Popular culture has done one thing for the cyber security profession; make it seem relatively cool. A standard crime or action drama has trendy cyberpros, fingers dancing on slick keyboards while reams of incomprehensible text or graphics scroll smoothly by. These folks are abnormally attractive, luxuriously ensconced in palatial trendy offices who report to serious, considerate, worldly leaders.
Sadly in reality the script is entirely flipped. Most security folks desperately try to make the case for an organization to patch their hardware, eliminate access to insecure consumer technology and make do with skimpy budgets. Security tools are purchased without training or robust implementation services, staffing is minimal and technology and security risks remain unmanaged at the enterprise level. Offices are micro-cubicles that are harshly lit with soul-sucking corporate florescent. No tasteful coffee bars or inviting work nooks to be found. Plus I look exceptionally stupid in slouchy beanie.
One area that meshes with TV reality is the plethora of security tools in the enterprise space. Firewalls, IDS/IPS, SIEM, Endpoint, Asset Managers, Vulnerability Scanners, Policy tools, ad infinitum.

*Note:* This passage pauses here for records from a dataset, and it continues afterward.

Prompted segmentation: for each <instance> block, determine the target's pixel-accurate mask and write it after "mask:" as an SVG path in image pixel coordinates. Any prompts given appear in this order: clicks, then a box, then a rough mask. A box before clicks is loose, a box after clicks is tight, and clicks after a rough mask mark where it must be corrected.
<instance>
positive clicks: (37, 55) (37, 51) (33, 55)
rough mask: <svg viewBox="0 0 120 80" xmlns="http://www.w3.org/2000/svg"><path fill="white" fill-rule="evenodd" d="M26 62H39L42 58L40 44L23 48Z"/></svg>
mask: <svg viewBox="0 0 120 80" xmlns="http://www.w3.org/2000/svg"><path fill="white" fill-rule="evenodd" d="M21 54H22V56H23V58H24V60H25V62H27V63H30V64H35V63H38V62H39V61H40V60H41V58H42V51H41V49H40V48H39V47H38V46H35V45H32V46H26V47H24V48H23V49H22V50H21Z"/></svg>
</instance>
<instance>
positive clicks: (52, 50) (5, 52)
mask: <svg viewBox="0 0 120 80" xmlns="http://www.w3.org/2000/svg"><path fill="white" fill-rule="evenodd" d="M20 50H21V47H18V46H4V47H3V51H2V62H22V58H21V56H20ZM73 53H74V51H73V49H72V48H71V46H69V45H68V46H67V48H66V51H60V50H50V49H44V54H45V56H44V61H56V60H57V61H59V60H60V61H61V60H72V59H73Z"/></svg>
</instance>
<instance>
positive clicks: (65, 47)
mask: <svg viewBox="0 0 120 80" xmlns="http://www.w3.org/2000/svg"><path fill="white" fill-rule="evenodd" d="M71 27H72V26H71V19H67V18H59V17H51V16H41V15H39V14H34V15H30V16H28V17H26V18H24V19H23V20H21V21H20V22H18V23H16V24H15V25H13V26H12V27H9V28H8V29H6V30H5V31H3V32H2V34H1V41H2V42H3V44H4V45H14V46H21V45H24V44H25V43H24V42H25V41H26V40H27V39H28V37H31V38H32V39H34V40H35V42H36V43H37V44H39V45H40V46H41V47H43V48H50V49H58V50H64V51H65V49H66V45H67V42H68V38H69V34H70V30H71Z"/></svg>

Over a dozen screens with hundreds of reports, alerts and klaxons complete for the few infosec folks who attempt to reduce the risk of a data breach on a daily basis. With the enterprise security market flooded with products equivalent to the melon baller, security vendors are churning out more products that 80 percent of the market will never use or at least use effectively.
Not content with data overload with SIEM tools, vendors are flogging User and Entity Behavior Analytics (UEBA). This tech has been out there for the last few years, normally snapped up by earlier adopters with far larger budgets and people than the rest of the pack. Purported to provide the ability to determine if normally good users are acting in a malicious way or use predictive analytics to determine where the next attack will come from, this technology does the ol’ wink and a nod toward the theory of making an organization 100 percent secure. Which is, of course, impossible. For one the tool requires the extensive use of a security-centric analytics program, at least a team of three people and an enterprise maturity level that has gone beyond arguing over why executives shouldn’t use DropBox.
For my money and if I had a wish that could be fulfilled, I’d get senior leadership to consider IT and Security risks as critical as financial ones. Which means hardware would be patched, users would be trained and existing tools would be configured and supported correctly. No need to spend another 500k on more lights that blink or ridiculous dashboards.